In a joint press conference, US President Joe Biden, Australian Prime Minister Scott Morrison and British Prime Minister Boris Johnson have announced a new trilateral partnership dubbed ‘AUKUS’. 

The new partnership is intended to strengthen the military presence and operability of allies in the Indo-Pacific.

It will see Australia obtain nuclear submarines for the first time, in a move that is expected to send a strong message to China about regional capabilities. 

Mr Morrison says the new submarines will be built in Adelaide, but without establishing a civil nuclear industry. 

“The future of the Indo-Pacific will impact all our futures. To meet these challenges, to help deliver the security and stability our region needs, we must now take our partnership to a new level,” Mr Morrison said.

“The first major initiative of AUKUS will be to deliver a nuclear-powered submarine fleet for Australia.

“Over the next 18 months, we will work together to seek to determine the best way forward to achieve this. This will include an intense examination of what we need to do to exercise our nuclear stewardship responsibilities here in Australia.”

It is only the second time the US has shared its military nuclear technology, the first being a deal with the UK in 1958. 

“We see this as a very rare engagement between Australia, Great Britain and the US,” a White House official has told reporters

“We’ve done this only once 70 years ago, with Great Britain.
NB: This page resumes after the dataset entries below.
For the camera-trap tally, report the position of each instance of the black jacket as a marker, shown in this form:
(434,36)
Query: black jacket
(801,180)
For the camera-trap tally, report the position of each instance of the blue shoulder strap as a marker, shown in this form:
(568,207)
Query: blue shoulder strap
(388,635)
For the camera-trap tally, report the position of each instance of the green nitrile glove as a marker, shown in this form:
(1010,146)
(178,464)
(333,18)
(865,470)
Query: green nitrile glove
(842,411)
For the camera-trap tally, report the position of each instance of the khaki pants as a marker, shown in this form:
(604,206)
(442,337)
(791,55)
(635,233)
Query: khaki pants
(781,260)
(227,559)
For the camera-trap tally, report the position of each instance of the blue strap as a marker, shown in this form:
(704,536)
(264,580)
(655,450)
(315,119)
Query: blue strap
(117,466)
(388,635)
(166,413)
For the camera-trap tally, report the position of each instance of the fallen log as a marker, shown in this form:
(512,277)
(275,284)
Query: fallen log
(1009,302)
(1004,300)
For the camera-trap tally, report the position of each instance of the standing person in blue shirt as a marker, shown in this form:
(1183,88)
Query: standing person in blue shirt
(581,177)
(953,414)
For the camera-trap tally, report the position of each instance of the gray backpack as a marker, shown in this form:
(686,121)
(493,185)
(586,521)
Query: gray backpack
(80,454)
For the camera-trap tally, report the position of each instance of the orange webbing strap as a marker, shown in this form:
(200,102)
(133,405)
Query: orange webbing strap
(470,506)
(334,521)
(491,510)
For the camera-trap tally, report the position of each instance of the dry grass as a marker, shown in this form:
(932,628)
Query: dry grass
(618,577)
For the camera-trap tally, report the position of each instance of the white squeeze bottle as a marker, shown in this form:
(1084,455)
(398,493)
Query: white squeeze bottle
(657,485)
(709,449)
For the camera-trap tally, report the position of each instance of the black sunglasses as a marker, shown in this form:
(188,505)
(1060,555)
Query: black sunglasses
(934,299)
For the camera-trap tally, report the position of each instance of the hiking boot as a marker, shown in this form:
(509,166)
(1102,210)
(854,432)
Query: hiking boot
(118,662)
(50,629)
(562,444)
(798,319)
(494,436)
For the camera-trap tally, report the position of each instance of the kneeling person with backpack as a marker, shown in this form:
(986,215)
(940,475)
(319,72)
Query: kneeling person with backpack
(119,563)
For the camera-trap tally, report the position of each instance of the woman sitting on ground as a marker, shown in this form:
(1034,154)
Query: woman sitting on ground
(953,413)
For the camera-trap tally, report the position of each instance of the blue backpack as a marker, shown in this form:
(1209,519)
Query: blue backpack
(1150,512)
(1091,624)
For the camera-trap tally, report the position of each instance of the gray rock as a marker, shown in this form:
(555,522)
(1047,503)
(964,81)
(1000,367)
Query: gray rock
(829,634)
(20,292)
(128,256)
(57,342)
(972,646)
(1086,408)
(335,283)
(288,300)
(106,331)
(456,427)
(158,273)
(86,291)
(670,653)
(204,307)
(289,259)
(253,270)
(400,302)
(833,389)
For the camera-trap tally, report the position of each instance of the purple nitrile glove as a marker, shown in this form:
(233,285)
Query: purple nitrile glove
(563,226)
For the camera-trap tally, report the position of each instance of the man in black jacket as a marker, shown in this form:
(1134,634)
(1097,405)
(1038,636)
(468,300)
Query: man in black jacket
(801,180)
The technology is extremely sensitive and is a major exemption to the usual policy. This is a one-off.”

The deal means Australia’s $90 billion contract with French shipbuilder Naval Group is likely to be scrapped.

The French deal was one of the world's most lucrative defence agreements. It has been beset by issues and delays due to Canberra's requirement that the majority of the manufacturing and components be sourced locally.

The plan was to create a diesel-electric version of Naval Group's 5,000-tonne Barracuda nuclear-powered submarine by removing its reactors and installing diesel units. 

Australia will now switch to an American-made nuclear-powered submarine.

The British government is expected to support Australia with reactor technology locally.

There are also some suggestions that the US is planning to operate some of its Virginia class nuclear-powered submarines out of Perth's naval base, HMAS Stirling.

The previous plan with Naval Group would have seen 12 submarines built in Adelaide, but with the submarines now to be built in the US, Adelaide is expected to retain deep maintenance duties on the Collins class submarines, rather than see it shift to Perth.

Terminating the French contract is expected to cost taxpayers up to $400 million.

Independent Senator Rex Patrick, a former Navy submariner, says Australia will have serious troubles trying to run nuclear submarines because it does not have adequate experience with nuclear technology.

“Acquiring, operating and maintaining a nuclear submarine fleet without a domestic nuclear power industry is a challenge that must not be underestimated,” he said. 

“The nuclear safety and non-proliferation safeguards issues are unquestionably complex and likely to be controversial.   

“This proposed project would also most likely require new treaty level agreements with the United States and/or the United Kingdom, requiring Congressional and Parliamentary approval.

“There are many significant issues that will need to be properly considered and I fear that they haven’t yet.

“The Senate Foreign Affairs, Defence and Trade References Committee will need to undertake a wide ranging and rigorous inquiry to inform Government, Opposition, the Parliament and most importantly the Australian people before the next election.

“It’s a huge decision, taken as a consequence of an absolute procurement shambles by the Turnbull and Morrison Liberal Governments.

“We don’t want an even bigger repeat of that failure and this massive project should not proceed further without full transparency and scrutiny.”